Beautiful and colorful aerial view of the Mumbai skyline during twilight as seen from Currey Road on February 16, 2022 in Mumbai, India.
Pratik Chorgé | Hindustan Times | Getty Images
India is expected to overtake Japan and Germany to become the world’s third-largest economy, according to S&P Global and Morgan Stanley.
The S&P forecast is based on the projection that India’s annual nominal gross domestic product growth will average 6.3% through 2030. Similarly, Morgan Stanley estimates that India’s GDP is expected to grow more than double from current levels by 2031.
“India has the conditions in place for an economic boom fueled by offshoring, investment in manufacturing, energy transition and the country’s advanced digital infrastructure,” Morgan Stanley analysts led by Ridham Desai and Girish wrote.
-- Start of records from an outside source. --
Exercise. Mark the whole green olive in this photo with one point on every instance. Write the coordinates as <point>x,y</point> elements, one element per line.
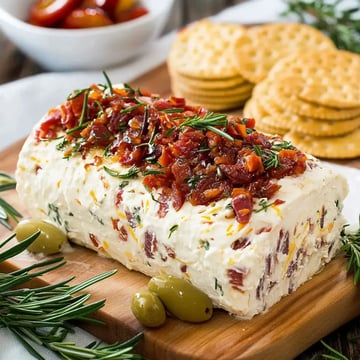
<point>148,308</point>
<point>50,240</point>
<point>181,298</point>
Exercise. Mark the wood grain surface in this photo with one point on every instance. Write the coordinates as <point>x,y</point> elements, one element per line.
<point>299,320</point>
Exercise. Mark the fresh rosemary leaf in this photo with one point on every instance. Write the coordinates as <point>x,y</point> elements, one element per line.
<point>108,82</point>
<point>130,174</point>
<point>335,355</point>
<point>341,24</point>
<point>209,122</point>
<point>351,248</point>
<point>16,249</point>
<point>6,182</point>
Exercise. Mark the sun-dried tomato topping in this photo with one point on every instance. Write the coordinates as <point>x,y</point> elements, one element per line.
<point>185,152</point>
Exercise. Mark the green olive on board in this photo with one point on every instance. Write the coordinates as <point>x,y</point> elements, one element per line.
<point>181,298</point>
<point>148,308</point>
<point>50,239</point>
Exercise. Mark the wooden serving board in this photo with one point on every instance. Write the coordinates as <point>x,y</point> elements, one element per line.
<point>317,308</point>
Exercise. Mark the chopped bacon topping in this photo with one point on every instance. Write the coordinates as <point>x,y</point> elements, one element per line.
<point>185,152</point>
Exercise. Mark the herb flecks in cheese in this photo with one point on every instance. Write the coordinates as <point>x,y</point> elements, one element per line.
<point>186,152</point>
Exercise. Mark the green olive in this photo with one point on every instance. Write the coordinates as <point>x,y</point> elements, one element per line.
<point>148,308</point>
<point>50,240</point>
<point>181,298</point>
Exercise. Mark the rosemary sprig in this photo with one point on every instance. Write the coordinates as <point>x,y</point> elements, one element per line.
<point>329,16</point>
<point>335,355</point>
<point>351,248</point>
<point>132,172</point>
<point>43,315</point>
<point>209,122</point>
<point>6,210</point>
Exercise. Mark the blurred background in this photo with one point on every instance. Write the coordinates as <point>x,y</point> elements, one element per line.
<point>14,65</point>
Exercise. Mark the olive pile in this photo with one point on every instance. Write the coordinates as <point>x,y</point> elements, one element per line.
<point>177,296</point>
<point>165,293</point>
<point>50,240</point>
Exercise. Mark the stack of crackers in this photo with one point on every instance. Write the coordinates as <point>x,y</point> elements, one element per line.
<point>288,76</point>
<point>313,99</point>
<point>203,69</point>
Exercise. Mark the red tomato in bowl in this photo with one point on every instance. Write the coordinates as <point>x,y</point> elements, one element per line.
<point>86,18</point>
<point>51,12</point>
<point>131,14</point>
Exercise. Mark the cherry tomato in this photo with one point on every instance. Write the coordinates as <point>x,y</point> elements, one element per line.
<point>122,16</point>
<point>50,12</point>
<point>86,18</point>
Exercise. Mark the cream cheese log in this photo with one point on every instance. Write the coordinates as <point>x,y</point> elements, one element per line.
<point>244,259</point>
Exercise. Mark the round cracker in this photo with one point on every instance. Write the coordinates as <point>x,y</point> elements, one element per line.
<point>284,92</point>
<point>329,78</point>
<point>235,92</point>
<point>252,109</point>
<point>208,83</point>
<point>215,104</point>
<point>205,49</point>
<point>334,147</point>
<point>260,47</point>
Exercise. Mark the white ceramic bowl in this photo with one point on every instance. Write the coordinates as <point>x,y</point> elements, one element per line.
<point>82,49</point>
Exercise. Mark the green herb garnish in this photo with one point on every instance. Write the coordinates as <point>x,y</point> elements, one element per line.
<point>329,16</point>
<point>335,355</point>
<point>130,174</point>
<point>351,248</point>
<point>172,229</point>
<point>43,316</point>
<point>108,82</point>
<point>209,122</point>
<point>263,205</point>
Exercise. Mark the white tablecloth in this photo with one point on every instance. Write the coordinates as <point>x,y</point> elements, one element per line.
<point>24,101</point>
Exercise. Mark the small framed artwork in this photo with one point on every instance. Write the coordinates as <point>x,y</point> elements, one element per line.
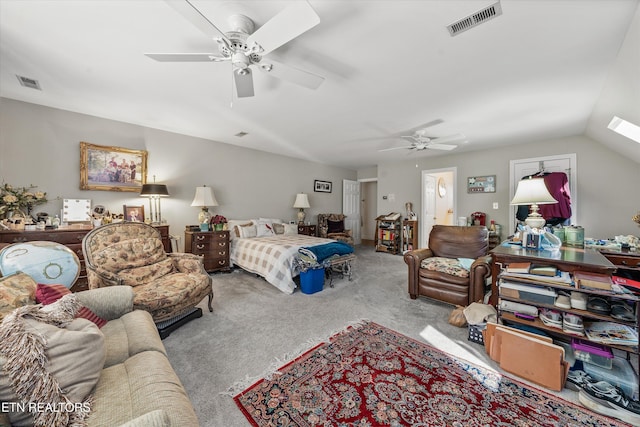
<point>481,184</point>
<point>133,213</point>
<point>322,186</point>
<point>112,168</point>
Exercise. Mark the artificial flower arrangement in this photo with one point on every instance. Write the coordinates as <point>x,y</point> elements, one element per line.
<point>21,199</point>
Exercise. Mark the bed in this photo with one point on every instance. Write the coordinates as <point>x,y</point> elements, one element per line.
<point>272,257</point>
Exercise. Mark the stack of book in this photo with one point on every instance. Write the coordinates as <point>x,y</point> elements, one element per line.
<point>611,333</point>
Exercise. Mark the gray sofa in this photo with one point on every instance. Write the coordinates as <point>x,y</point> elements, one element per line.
<point>137,385</point>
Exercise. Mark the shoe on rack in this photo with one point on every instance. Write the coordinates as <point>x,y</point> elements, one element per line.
<point>579,300</point>
<point>563,301</point>
<point>609,400</point>
<point>572,324</point>
<point>551,318</point>
<point>577,379</point>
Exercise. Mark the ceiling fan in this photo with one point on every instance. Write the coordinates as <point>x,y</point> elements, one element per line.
<point>421,141</point>
<point>245,48</point>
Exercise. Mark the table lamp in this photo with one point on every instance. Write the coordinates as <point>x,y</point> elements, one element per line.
<point>302,202</point>
<point>534,192</point>
<point>204,198</point>
<point>154,192</point>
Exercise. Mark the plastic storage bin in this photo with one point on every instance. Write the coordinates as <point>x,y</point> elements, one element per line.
<point>621,374</point>
<point>312,280</point>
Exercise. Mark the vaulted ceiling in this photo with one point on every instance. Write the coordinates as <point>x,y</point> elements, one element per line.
<point>540,70</point>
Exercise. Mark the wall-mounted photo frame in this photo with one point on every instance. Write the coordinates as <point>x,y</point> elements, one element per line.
<point>76,210</point>
<point>133,213</point>
<point>322,186</point>
<point>112,168</point>
<point>481,184</point>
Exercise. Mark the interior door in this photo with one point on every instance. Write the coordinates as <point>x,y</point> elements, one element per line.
<point>562,163</point>
<point>351,208</point>
<point>429,207</point>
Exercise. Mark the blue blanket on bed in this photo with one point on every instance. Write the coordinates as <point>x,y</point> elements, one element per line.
<point>321,252</point>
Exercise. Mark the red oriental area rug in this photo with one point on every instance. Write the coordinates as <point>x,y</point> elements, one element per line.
<point>369,375</point>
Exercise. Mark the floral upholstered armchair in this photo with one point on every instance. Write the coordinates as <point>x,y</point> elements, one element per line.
<point>331,226</point>
<point>168,286</point>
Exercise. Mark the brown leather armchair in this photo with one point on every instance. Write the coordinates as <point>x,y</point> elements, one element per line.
<point>435,273</point>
Acchipalia in the report.
“These pilots will [India] the third largest economy and stock exchange in the world before the end of the decade.”
India posted year-on-year growth of 6.3% for the July-September quarter, slightly better than a Reuters poll forecast of 6.2%. Earlier, India recorded a 13.5% expansion from April to June from a year ago, supported by robust domestic demand in the country’s services sector.
The country recorded record growth of 20.1% year-on-year in the three months to June 2021, according to data from Refinitiv.
“These pilots will [India] the third largest economy and stock exchange in the world before the end of the decade.”
S&P’s projection depends on India’s continued trade and financial liberalization, labor market reform, as well as investment in India’s infrastructure and human capital.
“It’s a reasonable expectation from India, which has a lot to ‘catch up on’ in terms of economic growth and per capita income,” Australia and New Zealand economist Dhiraj Nim told CNBC. Banking Group Research.
Some of the reforms cited have already been implemented, Nim said, underscoring the government’s commitment to earmarking more capital spending in the country’s annual expenditure books.
Become a more export-oriented hub
According to S&P analysts, the Indian government is clearly aiming to become a hub for foreign investors as well as a manufacturing powerhouse, and its main means of achieving this is through the production-linked incentives program to boost manufacturing and exports.
The so-called PLIS, which was introduced in 2020, offers incentives to domestic and foreign investors in the form of tax refunds and license clearances, among other stimulus measures.
“It is highly likely that the government is banking on the PLIS as a tool to make India’s economy more export-oriented and more interconnected in global supply chains,” the S&P analysts wrote.
Workers processing metal parts at a cooker manufacturing plant of GHG Reduction Technologies Pvt in Nashik, Maharashtra, India on Sunday, November 13, 2022.
Dhiraj Singh | Bloomberg | Getty Images
Similarly, Morgan Stanley estimates India’s manufacturing share of GDP ‘will rise from 15.6% of GDP currently to 21% by 2031’ – implying industry revenue could triple , rising from the current $447 billion to around $1.490 billion, according to the Bank.
“Multinationals are more optimistic about investment in India than ever before…and the government is encouraging investment by both building infrastructure and providing land for factories,” Morgan Stanley said.
“The assets of India [include] abundant cheap labor, low cost of manufacturing, openness to investment, business-friendly policies and a young population with a strong consumer bent,” said Sumedha Dasgupta, senior analyst of the Economist Intelligence Unit.
These factors make India an attractive choice for setting up manufacturing hubs until the end of the decade, she said.
Risk factors
Key sticking points that could challenge Morgan Stanley’s forecast include a prolonged global recession, as India is a heavily trade-dependent economy with almost 20% of its production exported.
Other risk factors cited by the U.S. investment bank include the supply of skilled labor, adverse geopolitical events and policy errors that may arise from voting in a “weaker government.”
A global slowdown could weigh on the outlook for India’s export businesses, India’s finance ministry said last Thursday.
Even though India’s overall GDP is already above pre-Covid levels, the growth forecast will be “much weaker” compared to previous quarters, said Sonal Varma, chief economist at Nomura.
“Real GDP is now 8% above pre-Covid levels in terms of growth rate … but in terms of the forward view, there are headwinds on the side of global financial conditions,” Varma told Squawk on Thursday. CNBC’s Box, warning that there was will be a cyclical downturn ahead.
Similarly, Nim also said that greater priority could be given to investing in human capital through education and health.
“This is particularly important for a post-pandemic economy where greater disruptions to the informal sector have led to widening economic and wealth inequality,” he said, adding that declining labor force participation rates , particularly among women, was of concern.